A: Technology changes everything. While technology is almost always eagerly awaited in mammography facilities, implementing new machinery often results in workflow growing pains. When digital mammography was introduced several years ago, facilities frequently floundered, causing workflow to slow down. The past five years has seen department workflow changes as processes were perfected, allowing more patients per hour. Many facilities have moved to a paperless system further speeding up workflow. As technologists, we have had to learn how to manage exam times, review images for technical quality in a new medium and not lose sight of the fact that our patients are individuals with feelings. Technology creates efficiency, confidence in the screening process and improved image quality but the equipment is costly.
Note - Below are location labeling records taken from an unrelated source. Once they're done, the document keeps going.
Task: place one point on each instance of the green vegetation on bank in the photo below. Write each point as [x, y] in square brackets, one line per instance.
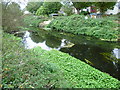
[37, 68]
[103, 28]
[31, 20]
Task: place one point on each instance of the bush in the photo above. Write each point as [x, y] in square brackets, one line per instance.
[37, 68]
[33, 20]
[103, 28]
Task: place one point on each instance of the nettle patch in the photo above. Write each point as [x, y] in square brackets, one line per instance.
[103, 28]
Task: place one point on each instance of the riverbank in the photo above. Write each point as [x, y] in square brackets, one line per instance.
[105, 28]
[37, 68]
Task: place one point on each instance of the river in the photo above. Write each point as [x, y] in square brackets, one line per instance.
[102, 55]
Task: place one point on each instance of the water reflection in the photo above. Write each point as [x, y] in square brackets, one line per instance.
[94, 52]
[116, 52]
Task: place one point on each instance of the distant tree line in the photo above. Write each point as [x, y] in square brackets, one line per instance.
[46, 8]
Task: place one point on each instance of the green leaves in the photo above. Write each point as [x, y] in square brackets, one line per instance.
[102, 28]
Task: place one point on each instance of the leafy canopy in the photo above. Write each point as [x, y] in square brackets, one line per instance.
[33, 6]
[48, 8]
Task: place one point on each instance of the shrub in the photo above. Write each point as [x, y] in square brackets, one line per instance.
[103, 28]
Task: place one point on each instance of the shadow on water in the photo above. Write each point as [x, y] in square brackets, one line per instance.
[102, 55]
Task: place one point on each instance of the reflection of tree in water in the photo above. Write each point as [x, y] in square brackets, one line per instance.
[53, 42]
[37, 38]
[11, 16]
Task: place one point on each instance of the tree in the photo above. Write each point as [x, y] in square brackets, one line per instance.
[11, 16]
[48, 8]
[103, 6]
[33, 6]
[81, 5]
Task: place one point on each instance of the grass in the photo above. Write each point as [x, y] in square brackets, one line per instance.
[37, 68]
[103, 28]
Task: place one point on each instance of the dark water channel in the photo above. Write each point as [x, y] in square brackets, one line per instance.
[102, 55]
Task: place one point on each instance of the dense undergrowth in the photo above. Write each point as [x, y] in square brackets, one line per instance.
[103, 28]
[33, 21]
[37, 68]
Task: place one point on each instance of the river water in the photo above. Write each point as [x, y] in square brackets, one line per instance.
[101, 55]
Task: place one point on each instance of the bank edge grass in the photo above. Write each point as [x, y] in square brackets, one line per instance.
[26, 68]
[37, 68]
[104, 28]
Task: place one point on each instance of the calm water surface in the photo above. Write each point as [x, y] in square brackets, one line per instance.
[102, 55]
To offset the increased costs, schedules are packed tight and patients are streamlined from registration to exam result. Over the past several years, the most noticeable change in mammography workflow is undoubtedly the rapid pace. While increased volumes are a positive trend, indicating women are committed to the fight against breast cancer and health administrators are committed to providing the services, technologists must balance efficiency and compassion.
Q: Has the economic situation over the last few years impacted how you do mammography?
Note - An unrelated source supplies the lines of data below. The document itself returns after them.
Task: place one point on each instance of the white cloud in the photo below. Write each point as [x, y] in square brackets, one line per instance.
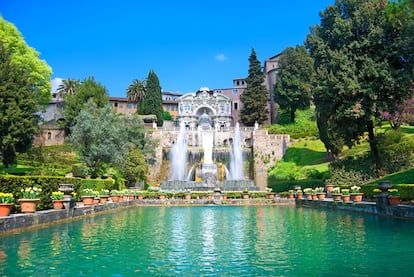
[56, 83]
[221, 57]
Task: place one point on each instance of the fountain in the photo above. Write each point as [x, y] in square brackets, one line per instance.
[198, 157]
[194, 168]
[178, 170]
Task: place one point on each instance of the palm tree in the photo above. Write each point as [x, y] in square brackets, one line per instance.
[68, 86]
[136, 93]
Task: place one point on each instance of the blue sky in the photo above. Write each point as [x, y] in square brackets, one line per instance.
[188, 44]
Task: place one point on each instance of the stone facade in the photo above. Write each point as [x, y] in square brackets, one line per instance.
[266, 150]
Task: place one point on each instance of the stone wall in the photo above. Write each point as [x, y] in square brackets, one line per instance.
[267, 150]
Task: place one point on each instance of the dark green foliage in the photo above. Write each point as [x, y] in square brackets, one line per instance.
[152, 102]
[351, 171]
[134, 169]
[99, 138]
[361, 69]
[167, 116]
[18, 105]
[74, 103]
[56, 160]
[256, 97]
[279, 186]
[293, 86]
[304, 126]
[396, 150]
[15, 184]
[136, 92]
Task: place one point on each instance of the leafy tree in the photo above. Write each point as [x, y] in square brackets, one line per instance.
[68, 86]
[293, 86]
[135, 169]
[403, 114]
[136, 93]
[152, 102]
[18, 105]
[98, 137]
[256, 97]
[27, 58]
[357, 76]
[87, 89]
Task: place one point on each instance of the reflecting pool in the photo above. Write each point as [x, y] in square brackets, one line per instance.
[214, 241]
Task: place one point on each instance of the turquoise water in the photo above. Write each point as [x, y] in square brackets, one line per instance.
[214, 241]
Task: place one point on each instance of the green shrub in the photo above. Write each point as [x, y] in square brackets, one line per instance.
[281, 186]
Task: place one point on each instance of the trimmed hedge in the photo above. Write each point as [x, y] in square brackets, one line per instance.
[280, 186]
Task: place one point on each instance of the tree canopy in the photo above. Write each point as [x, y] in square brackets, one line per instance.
[363, 67]
[18, 107]
[74, 103]
[152, 102]
[256, 97]
[27, 58]
[136, 92]
[293, 86]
A: Healthcare was one of the last industries to respond to the economic crisis and is one of the last industries to recover as economic conditions slowly improve. When unemployment peaked many lost their health insurance but not their need for healthcare. Health organizations were faced with the problem of meeting level or increased demand for services with severely diminished revenue streams. Mammography tends to be a loss leader for many health organizations to begin with and the downturn in the economy hit just on the heels of acquiring new digital equipment, further compounding financial challenges. Most mammography centers responded to the conditions by increasing volumes and reducing payroll hours to address cost control but savvy administrators marketed the services to attract new mammography patients and retain the existing ones. Programs became available to provide low or no cost mammograms with the expectation these patients would be a source of referrals, sending new patients to the organization for other health needs.
Q: Do women have specific requests for technology they have heard about and if so what are they asking for?
A: Breast cancer screening relies most heavily on mammography primarily because the system has proven to be successful, accessible and cost efficient. However, mammography does not find all cancers and research continues to find new methods for screening and diagnosis. Periodically, patients will hear or read about new technologies and ask if they are available. Most of the time, patients will ask me about screening methods that do not require compression but rarely mention specific technologies. As healthcare becomes more transparent, however, this may change because the public will have greater access to information about diagnostic testing. Also, patient requests for new technology increase when it is introduced into the community.
Q: Is your facility doing digital breast tomosynthesis?
A: With the recent FDA approval of Breast tomosynthesis, breast cancer screening has a remarkable new tool to aid in earlier detection, especially in women with dense tissue. Despite the success stories tomo has produced, it is not widely utilized in the US yet. Health insurance does not reimburse for tomo exams at this time, considering the technology investigational and many facilities cannot absorb the cost. Some facilities pass the cost on to the patient as an up charge to a mammogram, usually offering the patient the option of having the tomo and paying or declining the exam. I recently had the opportunity to observe several tomo exams and believe this technology will become the industry standard for screening. My facility is not currently offering tomo but is evaluating the technology. Breast tomo offers new possibilities in breast cancer screenings and should be embraced with excitement and anticipation.